Ibu dan Anak Tewas Seketika Saat Tunggu Keluarga Menambang Pasir

Oleh Yanuar H pada 08 Mei 2017, 03:03 WIB
Diperbarui 08 Mei 2017, 03:03 WIB
Ibu dan Anak Tewas Seketika Saat Tunggu Keluarga Menambang Pasir
Perbesar
Selain pasangan ibu dan anak, seorang penambang pasir juga meninggal gara-gara tertimpa hasil galiannya sendiri. (Liputan6.com/Yanuar H)

Liputan6.com, Yogyakarta - Tiga orang tewas tertimpa longsoran di tebing Sungai Gendol setinggi sekitar 70 meter di wilayah Kepuharjo, Cangkringan, Sleman. Mereka tewas di lokasi yang berbeda di lokasi tambang pasir.

Koordinator Tim Reaksi Cepat Badan Penanggulangan Bencana Daerah (BPBD) DIY, Pristyawan menjelaskan korban longsor pertama yang meninggal yakni bernama Purwanto.

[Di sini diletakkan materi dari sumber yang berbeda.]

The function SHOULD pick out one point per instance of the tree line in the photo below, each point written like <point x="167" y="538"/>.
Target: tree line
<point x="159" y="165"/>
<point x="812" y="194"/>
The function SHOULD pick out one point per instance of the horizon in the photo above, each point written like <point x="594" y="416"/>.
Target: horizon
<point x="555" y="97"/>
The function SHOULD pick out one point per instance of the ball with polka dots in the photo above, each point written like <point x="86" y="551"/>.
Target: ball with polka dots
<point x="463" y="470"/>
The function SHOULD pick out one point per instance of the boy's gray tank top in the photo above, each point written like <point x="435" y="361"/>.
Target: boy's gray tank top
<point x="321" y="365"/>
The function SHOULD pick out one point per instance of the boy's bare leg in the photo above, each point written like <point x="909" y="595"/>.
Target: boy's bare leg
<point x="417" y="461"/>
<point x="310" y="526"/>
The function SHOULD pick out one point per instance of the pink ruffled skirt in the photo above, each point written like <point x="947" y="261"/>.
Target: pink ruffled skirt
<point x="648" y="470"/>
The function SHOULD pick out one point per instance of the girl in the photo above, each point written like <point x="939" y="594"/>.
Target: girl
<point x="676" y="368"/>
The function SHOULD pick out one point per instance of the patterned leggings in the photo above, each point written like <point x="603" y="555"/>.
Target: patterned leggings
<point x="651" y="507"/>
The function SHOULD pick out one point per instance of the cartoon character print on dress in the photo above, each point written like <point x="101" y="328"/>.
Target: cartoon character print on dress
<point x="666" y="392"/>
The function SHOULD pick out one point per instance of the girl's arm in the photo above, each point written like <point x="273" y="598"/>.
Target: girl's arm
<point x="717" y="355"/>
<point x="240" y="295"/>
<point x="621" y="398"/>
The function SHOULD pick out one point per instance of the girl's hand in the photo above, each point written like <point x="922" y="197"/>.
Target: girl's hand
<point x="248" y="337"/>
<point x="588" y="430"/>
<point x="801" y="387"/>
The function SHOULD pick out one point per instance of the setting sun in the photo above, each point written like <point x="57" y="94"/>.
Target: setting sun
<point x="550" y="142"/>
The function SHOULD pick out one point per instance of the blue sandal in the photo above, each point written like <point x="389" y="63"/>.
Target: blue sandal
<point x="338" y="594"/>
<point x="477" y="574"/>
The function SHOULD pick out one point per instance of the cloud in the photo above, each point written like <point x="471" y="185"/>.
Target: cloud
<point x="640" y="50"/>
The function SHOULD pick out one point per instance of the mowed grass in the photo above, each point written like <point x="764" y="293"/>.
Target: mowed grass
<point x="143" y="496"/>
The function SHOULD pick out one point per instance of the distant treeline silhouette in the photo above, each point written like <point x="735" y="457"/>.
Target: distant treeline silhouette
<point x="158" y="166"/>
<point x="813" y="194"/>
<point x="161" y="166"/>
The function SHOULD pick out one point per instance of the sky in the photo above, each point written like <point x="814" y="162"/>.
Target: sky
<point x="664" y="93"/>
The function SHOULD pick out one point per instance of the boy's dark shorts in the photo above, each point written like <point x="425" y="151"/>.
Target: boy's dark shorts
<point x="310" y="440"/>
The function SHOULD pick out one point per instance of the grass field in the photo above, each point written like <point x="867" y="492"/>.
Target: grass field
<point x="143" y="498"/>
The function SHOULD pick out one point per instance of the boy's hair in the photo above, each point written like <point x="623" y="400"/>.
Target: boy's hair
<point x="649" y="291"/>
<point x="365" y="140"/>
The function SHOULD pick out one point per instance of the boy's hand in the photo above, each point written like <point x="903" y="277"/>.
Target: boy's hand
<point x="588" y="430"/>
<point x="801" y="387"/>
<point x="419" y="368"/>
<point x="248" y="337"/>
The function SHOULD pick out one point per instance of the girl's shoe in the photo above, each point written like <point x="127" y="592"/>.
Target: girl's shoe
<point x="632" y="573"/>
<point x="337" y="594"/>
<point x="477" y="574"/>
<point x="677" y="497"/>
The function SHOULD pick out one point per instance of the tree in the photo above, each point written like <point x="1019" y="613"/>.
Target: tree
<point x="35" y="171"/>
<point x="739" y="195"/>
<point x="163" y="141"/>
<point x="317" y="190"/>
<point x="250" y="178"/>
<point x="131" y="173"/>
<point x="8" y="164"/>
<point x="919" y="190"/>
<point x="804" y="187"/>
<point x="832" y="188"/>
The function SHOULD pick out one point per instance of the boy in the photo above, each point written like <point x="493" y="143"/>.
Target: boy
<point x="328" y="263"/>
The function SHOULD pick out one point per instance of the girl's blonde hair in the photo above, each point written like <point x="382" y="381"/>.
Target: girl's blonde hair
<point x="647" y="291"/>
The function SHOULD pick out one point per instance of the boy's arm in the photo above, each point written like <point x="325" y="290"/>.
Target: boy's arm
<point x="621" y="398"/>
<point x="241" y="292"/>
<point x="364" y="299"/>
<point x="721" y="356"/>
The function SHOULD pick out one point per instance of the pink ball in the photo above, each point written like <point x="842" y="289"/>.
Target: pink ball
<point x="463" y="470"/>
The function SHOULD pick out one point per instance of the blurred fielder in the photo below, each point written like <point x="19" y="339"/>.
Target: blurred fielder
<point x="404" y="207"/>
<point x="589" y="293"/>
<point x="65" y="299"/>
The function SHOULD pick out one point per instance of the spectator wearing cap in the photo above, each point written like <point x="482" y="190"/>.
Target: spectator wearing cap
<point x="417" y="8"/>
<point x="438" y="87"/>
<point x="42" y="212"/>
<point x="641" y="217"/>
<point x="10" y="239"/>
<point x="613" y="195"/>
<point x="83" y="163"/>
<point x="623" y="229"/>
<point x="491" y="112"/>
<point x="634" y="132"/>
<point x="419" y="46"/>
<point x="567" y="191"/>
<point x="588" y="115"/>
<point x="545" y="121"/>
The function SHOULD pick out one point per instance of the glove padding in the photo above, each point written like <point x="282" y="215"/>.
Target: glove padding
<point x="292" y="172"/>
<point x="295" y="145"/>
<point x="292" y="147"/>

Ia tertimbun galian tambang yang digalinya sendiri. Dua korban longsor lainnya yang juga meninggal di dekat lokasi tambang pasir adalah Esti Rahayu dan Berlian.

"Ini korban longsor di lokasi berbeda ya, tapi sama di lokasi penambangan. Korban (Purwanto) segera dievakuasi penambang di dekat lokasi kejadian," kata Pristyawan, Jumat, 5 Mei 2017.

Ia mengungkapkan, Esti dan Berlian sebelumnya berteduh di bawah tebing menunggu keluarganya yang menambang di Kali Gendol. Sekitar pukul 11.30 WIB, tiba-tiba tebing yang digunakan untuk berteduh runtuh. Tiga orang yang berteduh di bawahnya yakni sopir truk, istri dan anaknya yang tertimbun material tebing.

"Korban ini berteduh di bawah tebing dengan ketinggian puluhan meter," ujarnya.

Mengetahui tebing runtuh, para penambang pasir yang ada di lokasi langsung berupaya menolong. Namun, hanya berhasil menyelamatkan satu orang karena berada di pinggir.

Warga kemudian meminta tolong Tim SAR. Timsar BPBD Sleman, relawan dan kepolisian langsung menuju ke lokasi. Usai proses evakuasi, ketiga korban kemudian dibawa ke RSUP Dr Sardjito.

Sementara itu, Kepala Badan Penanggulangan Bencana Daerah (BPBD) Kabupaten Sleman, Joko Supriyanto menjelaskan, evakuasi dilakukan menggunakan alat berat yang ada di sekitar Kali Gendol. Korban Esti dan anaknya saat itu sedang berteduh di bawah tebing.

"Tahu-tahu ambrol. (Tebing) itu. Mereka ini menunggu keluarganya yang sedang menambang. Kondisinya sedang mendung mau hujan," ujarnya.